While healthcare industry groups have pushed back against proposed interoperability rules from federal policymakers, the American Medical Group Association (AMGA) is voicing strong support for new Centers for Medicare & Medicaid Services (CMS) data sharing initiatives.
CMS' Data at the Point of Care (DPC) pilot, which was announced in July, would help expand access to administrative claims data for providers and their patients, AMGA President and CEO Jerry Penso, M.D., wrote in a letter (PDF) to CMS Administrator Seema Verma.
AMGA represents 450 multispecialty medical groups and integrated delivery systems comprising approximately 177,000 physicians.
The DPC pilot program will put claims data directly into the hands of healthcare providers and clinicians through application programming interfaces (APIs) via the Medicare Blue Button program, according to Verma, who announced the DPC pilot at the White House Blue Button 2.0 Developer Conference July 30.

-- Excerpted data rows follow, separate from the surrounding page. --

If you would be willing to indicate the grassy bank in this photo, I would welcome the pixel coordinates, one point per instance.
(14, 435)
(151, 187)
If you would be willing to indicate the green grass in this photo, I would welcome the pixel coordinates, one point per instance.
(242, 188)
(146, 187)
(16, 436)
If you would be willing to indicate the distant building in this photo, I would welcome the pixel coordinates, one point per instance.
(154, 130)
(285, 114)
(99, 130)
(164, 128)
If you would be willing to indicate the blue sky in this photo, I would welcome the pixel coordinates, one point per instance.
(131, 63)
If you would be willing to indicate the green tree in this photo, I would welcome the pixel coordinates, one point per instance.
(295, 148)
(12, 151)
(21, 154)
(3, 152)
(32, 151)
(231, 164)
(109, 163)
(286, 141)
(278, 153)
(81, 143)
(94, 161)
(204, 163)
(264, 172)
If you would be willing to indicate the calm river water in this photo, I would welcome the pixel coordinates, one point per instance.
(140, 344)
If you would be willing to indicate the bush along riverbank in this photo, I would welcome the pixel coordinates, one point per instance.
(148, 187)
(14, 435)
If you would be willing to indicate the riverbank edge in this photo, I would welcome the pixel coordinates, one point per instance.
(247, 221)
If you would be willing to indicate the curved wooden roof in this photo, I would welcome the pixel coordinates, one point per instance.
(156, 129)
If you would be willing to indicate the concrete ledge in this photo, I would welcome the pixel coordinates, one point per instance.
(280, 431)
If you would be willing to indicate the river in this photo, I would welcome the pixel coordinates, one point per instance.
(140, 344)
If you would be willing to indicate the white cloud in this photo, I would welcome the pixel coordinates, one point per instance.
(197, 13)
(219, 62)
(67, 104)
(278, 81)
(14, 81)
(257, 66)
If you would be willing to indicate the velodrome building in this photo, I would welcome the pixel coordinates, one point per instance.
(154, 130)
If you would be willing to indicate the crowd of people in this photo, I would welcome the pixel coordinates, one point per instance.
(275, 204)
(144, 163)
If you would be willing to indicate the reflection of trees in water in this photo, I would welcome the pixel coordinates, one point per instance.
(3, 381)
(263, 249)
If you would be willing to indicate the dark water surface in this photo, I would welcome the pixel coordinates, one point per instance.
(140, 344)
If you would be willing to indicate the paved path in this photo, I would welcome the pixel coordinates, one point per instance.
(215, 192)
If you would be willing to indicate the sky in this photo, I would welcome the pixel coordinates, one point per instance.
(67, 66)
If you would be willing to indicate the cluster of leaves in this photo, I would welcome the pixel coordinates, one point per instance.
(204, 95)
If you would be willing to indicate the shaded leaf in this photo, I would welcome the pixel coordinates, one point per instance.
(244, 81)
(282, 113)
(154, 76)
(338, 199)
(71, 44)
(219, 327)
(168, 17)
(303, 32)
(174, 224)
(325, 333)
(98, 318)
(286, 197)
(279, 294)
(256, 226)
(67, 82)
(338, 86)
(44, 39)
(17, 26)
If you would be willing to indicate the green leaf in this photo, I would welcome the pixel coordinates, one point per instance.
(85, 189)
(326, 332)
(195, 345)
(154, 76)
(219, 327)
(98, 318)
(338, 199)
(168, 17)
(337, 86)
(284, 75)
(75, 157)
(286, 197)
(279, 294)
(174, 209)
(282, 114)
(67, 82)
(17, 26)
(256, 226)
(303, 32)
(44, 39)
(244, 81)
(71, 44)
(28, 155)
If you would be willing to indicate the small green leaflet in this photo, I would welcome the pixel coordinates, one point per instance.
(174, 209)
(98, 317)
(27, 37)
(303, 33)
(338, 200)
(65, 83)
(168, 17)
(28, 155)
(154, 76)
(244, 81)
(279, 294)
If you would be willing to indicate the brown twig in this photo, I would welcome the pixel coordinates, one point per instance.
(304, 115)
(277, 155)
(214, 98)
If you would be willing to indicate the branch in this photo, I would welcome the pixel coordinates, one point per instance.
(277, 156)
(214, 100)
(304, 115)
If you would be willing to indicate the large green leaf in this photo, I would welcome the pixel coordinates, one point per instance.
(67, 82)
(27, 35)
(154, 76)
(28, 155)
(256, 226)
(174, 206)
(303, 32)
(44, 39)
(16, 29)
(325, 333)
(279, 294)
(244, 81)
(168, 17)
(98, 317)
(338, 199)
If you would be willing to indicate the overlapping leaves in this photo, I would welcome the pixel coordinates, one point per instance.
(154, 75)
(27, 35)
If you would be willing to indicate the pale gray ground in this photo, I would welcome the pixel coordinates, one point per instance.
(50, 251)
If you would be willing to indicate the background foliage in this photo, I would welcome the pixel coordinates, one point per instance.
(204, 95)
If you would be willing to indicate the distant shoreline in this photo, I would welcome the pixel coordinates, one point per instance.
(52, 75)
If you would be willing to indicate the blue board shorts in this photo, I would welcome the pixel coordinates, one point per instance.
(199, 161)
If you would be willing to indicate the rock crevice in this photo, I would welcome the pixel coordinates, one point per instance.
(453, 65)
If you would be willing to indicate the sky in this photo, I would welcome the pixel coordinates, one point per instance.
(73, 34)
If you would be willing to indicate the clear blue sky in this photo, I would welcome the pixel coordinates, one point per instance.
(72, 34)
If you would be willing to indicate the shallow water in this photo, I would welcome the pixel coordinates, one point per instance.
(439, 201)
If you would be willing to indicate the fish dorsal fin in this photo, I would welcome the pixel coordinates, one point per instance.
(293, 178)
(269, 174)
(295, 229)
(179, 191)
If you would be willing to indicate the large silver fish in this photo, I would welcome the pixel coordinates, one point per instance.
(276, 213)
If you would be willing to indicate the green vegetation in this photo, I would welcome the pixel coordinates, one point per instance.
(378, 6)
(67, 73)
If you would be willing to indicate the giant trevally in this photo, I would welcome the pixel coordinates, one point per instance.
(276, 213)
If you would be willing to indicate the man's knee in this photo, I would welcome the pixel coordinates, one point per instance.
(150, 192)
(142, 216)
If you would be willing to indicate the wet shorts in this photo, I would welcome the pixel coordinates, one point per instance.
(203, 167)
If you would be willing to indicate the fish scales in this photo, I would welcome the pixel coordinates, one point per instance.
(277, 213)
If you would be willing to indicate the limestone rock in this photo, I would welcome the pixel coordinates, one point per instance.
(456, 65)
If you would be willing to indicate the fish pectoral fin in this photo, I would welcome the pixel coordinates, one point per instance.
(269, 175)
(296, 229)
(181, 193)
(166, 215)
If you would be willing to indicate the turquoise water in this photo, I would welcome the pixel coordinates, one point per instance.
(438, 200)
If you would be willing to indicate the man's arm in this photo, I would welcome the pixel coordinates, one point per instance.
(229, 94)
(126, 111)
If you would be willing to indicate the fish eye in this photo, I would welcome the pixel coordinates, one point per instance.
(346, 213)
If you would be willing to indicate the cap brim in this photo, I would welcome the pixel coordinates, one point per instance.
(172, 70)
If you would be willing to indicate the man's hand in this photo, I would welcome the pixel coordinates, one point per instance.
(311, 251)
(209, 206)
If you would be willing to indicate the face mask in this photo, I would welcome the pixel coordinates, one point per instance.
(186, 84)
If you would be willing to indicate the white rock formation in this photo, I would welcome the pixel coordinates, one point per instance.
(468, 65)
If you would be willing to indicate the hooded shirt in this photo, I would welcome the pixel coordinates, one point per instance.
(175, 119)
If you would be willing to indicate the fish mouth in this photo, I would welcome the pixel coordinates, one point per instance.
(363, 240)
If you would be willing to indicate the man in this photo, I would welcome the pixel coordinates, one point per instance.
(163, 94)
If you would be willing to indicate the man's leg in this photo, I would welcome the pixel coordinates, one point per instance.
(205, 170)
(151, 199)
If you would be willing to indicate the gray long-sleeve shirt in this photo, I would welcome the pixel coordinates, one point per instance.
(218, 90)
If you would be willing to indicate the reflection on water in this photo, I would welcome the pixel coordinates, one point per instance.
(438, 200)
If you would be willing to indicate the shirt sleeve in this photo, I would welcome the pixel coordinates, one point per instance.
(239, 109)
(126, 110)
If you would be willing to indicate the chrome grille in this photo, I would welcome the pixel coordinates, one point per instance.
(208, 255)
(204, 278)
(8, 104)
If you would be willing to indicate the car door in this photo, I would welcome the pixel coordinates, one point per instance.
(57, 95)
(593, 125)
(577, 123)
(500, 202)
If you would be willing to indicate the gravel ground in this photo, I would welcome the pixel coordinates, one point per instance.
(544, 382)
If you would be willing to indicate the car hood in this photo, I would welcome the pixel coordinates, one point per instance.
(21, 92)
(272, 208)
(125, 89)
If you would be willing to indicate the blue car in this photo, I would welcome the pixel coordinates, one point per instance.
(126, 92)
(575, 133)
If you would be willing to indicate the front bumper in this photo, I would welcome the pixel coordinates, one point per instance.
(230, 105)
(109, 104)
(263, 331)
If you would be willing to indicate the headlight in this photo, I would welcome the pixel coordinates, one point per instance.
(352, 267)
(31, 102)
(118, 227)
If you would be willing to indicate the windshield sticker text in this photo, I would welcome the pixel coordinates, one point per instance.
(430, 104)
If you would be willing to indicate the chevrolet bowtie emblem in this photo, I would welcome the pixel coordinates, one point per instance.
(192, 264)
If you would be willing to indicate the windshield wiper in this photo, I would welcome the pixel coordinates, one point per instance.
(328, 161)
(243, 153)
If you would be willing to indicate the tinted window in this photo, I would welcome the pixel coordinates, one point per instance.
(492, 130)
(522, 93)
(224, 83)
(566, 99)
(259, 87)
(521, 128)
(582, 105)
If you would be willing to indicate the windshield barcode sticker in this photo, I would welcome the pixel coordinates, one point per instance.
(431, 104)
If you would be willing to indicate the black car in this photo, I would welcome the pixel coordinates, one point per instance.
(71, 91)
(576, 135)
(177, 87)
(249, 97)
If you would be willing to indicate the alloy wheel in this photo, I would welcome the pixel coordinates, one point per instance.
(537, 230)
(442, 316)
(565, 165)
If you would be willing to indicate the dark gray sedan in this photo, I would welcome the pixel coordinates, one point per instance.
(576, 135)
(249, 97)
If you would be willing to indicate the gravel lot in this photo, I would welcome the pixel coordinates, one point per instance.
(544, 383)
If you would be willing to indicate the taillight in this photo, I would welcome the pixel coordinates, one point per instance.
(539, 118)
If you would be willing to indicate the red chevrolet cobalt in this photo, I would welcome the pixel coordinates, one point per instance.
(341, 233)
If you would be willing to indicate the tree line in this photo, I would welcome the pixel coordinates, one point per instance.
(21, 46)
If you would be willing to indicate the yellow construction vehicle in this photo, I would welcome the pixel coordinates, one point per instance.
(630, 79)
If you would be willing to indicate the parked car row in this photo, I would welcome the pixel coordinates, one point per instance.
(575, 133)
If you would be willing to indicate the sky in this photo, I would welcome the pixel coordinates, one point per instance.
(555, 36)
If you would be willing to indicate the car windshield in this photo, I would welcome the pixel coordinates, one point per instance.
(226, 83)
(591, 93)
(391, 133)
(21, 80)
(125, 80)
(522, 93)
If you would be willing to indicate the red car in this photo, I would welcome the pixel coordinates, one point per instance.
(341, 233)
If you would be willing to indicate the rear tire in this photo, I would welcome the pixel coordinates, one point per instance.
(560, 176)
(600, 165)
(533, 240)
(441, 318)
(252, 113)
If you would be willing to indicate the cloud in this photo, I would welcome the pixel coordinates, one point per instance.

The pilot program, which will start in September, builds on the agency's MyHealthEData initiative and Blue Button 2.0, two programs that CMS launched last year. MyHealthEData, led by the White House Office of American Innovation, focuses on giving patients more control over their health data. Blue Button 2.0 uses an Fast Healthcare Interoperability Resources-based API to give Medicare beneficiaries access to their claims data.
Through the DPC pilot, providers will have access to Medicare beneficiary claims data directly within their existing workflows through APIs. Access to a patient’s complete health record is crucial to managing a patient population and improving health outcomes, AMGA wrote.
"We believe that the MyHealthEData initiative will serve as powerful tool to help accelerate the transformation to a value-based system and will empower providers and integrated systems of care to continue to find innovative ways to improve health outcomes. The DPC pilot will provide an essential step toward to achieving these goals," Penso wrote.
Physicians have indicated that access to timely Medicare and commercial payer administrative claims data is the most significant barrier to assuming risk and transitioning to value-based care, according to AMGA surveys.
A study published in the Annals of Internal Medicine found that while providers found access to claims data to be helpful in providing effective courses of treatment with patients, there were still challenges with care coordination.
The DPC pilot allows providers to access only Medicare beneficiary claims data. Physicians also need access to data for patients who are commercially insured, Penso said. If CMS' DPC pilot is successful, other insurers may follow suit, Penso wrote.
“Access to claims data from all payers has been a longstanding priority for AMGA and its members,” Penso wrote. “CMS’ latest initiatives support AMGA’s work by allowing providers to access Medicare claims data, and in effect, ensuring the successful transition from volume to value. If successful, CMS’ initiatives should inspire commercial insurers to follow suit in data sharing, a crucial step in delivering the most effective care for patients and improving health outcomes.”